Además de los músicos habituales, sobre las tablas o acodados en la barra, Alberto García-Alix, Ouka Lele, el Hortelano, Bibi Andersen, Pedro Almodóvar, Jesús Ordovás, Pablo Pérez-Mínguez o Miguel Trillo, cuyas fotos documentaron la fauna del lugar: entre el pijerío y la vanguardia, punks, mods y demás tribus urbanas, empezando por la gente normal que aprovechaba las actuaciones para ir de safari. Tras su cierre, hubo un amago de reapertura que no prosperó, hasta que en 2016 renació en la calle José Abascal, si bien la experiencia fue efímera. “Un local no es sólo una marca, sino las personas que lo frecuentan”, cree Cabrera. La ciudad también ha cambiado. Y, pese a que el itinerario discurrirá a partir de ahora río arriba, hasta el agua deja de ser la misma una vez que las tocas. “Esto no es un mero paseo. Caminemos juntos e intentemos evocar vuestras memorias. Me gustaría que asomasen esos recuerdos”, les pide la anfitriona a la veintena de asistentes, todos del barrio a excepción de una pareja.
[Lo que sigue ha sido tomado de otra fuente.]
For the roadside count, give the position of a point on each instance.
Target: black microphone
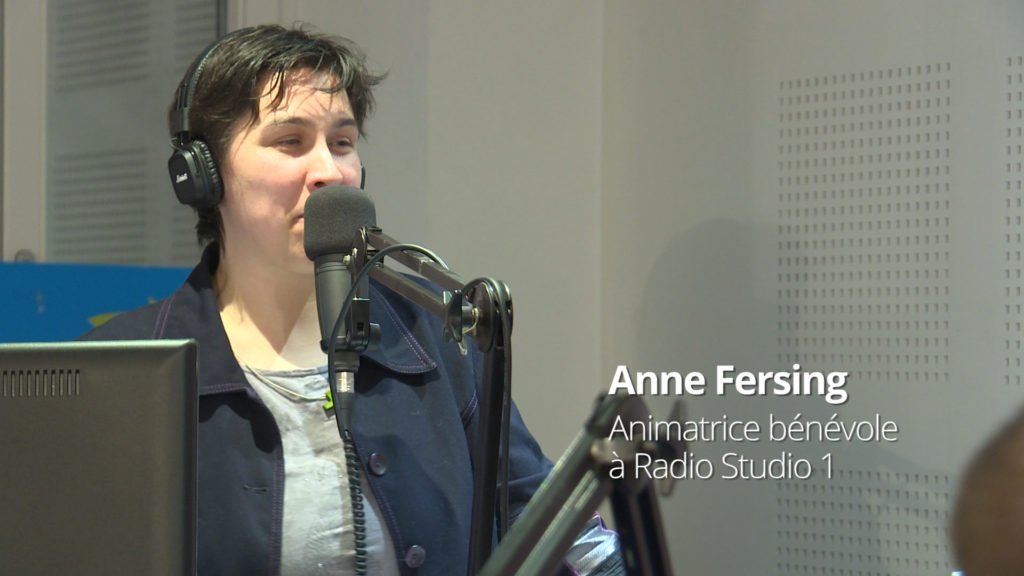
(333, 218)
“Cuando visito sitios que no he conocido, revivo lo que ha sucedido en ellos, como en una psicogeografía”, explica la guía, quien se ha propuesto recuperar la intrahistoria del barrio. “La memoria es volandera”, comenta mientras entrega un tríptico de la ruta, que fluye como un salmón a contracorriente. No se trata de una deriva situacionista, sino de una travesía trazada de abajo arriba, aunque aquí, como en la vida, nunca queda claro qué es desembocadura y qué es fuente. Caminamos hacia la sala Morasol, convertida en unos cines que echaron el cierre y han vuelto a abrir bajo otro nombre. Hay niños y ancianos, matrimonios y familias, jóvenes ya no tan jóvenes que vivieron los estertores de la movida y señores que cuentan batallitas de salón de baile, acaecidas después de Franco y antes del punk.
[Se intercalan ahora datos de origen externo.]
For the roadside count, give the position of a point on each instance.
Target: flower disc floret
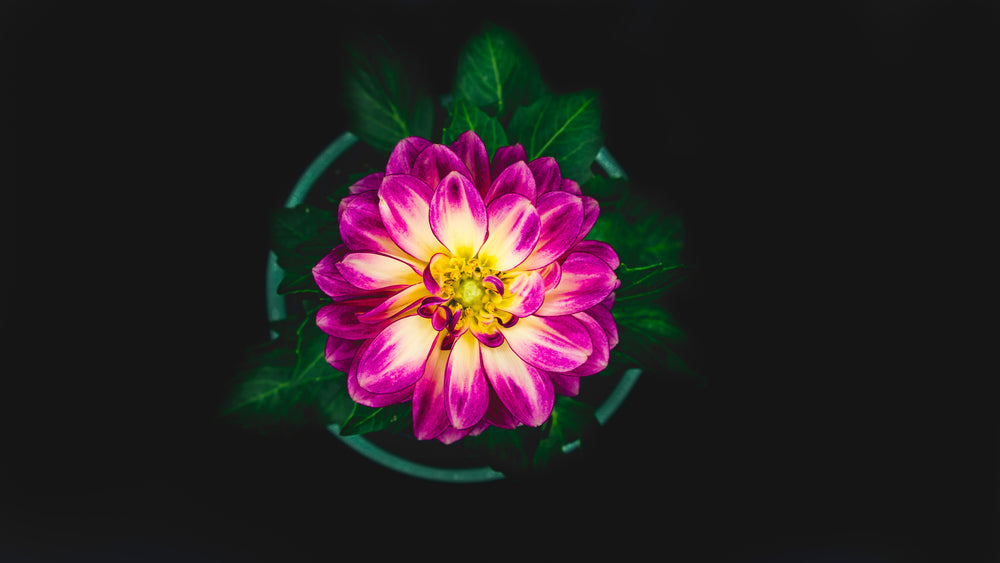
(465, 286)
Claudia González transita hoy el laberinto urbano de Prosperidad, como antes surcó las calles de otros barrios periféricos. Licenciada en Bellas Artes y MBA en Gestión de Empresas e Instituciones Culturales, disfruta de las crónicas que se han traspapelado entre edificios y bajos comerciales ahora anodinos, pero que desbordaron singulares vivencias. “Es significativo lo que una sociedad magnifica y lo que deja pasar al olvido. Más allá de los monumentos y los homenajes heroicos, bélicos, eclesiásticos y masculinos, hay muchas historias colectivas que quedan escondidas y no se conmemoran, hasta que el tiempo se lleva por delante sus escenarios. Ese conocimiento reside en los vecinos, por lo que estos paseos son fantásticos para poner en valor esos testimonios”, considera la miembro de CiudaDistrito, un programa del Ayuntamiento de Madrid que busca estimular la actividad cultural en los distritos y apoyar su tejido creativo.
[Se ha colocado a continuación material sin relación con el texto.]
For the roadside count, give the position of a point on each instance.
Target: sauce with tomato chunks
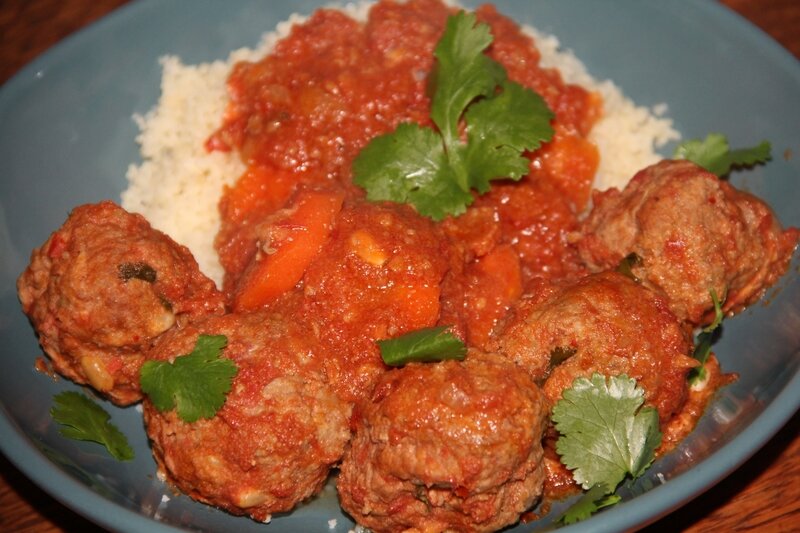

Antes de zigzaguear hasta la calle Zabaleta, 56, enumera otras iniciativas que rinden tributo a las cigarreras de la Tabacalera en pie de guerra o a las mujeres ilustres a la sombra de los panteones de la Almudena. “Trabajamos en términos de descentralización y de proximidad cultural, complementando la oferta de los distritos con actividades diferentes que reivindican los barrios y sus identidades”. Madrid, insiste González, es amplio y diverso. “La periferia no sólo existe, sino que también rebosa de cultura. De ahí la idea de estos trayectos, porque hay muchas formas de recorrerla para rescatar sus historias y de observarla desde otro punto de vista”. Para un profano a quien le acaban de quitar la venda de los ojos y echa un primer vistazo, la Prospe podría estar en el sur, como está en el norte, aunque con sus singularidades. Su fisionomía tiene rasgos obreros, mas no ha sido centrifugada hasta el arrabal y hoy se encuentra en una zona relativamente céntrica.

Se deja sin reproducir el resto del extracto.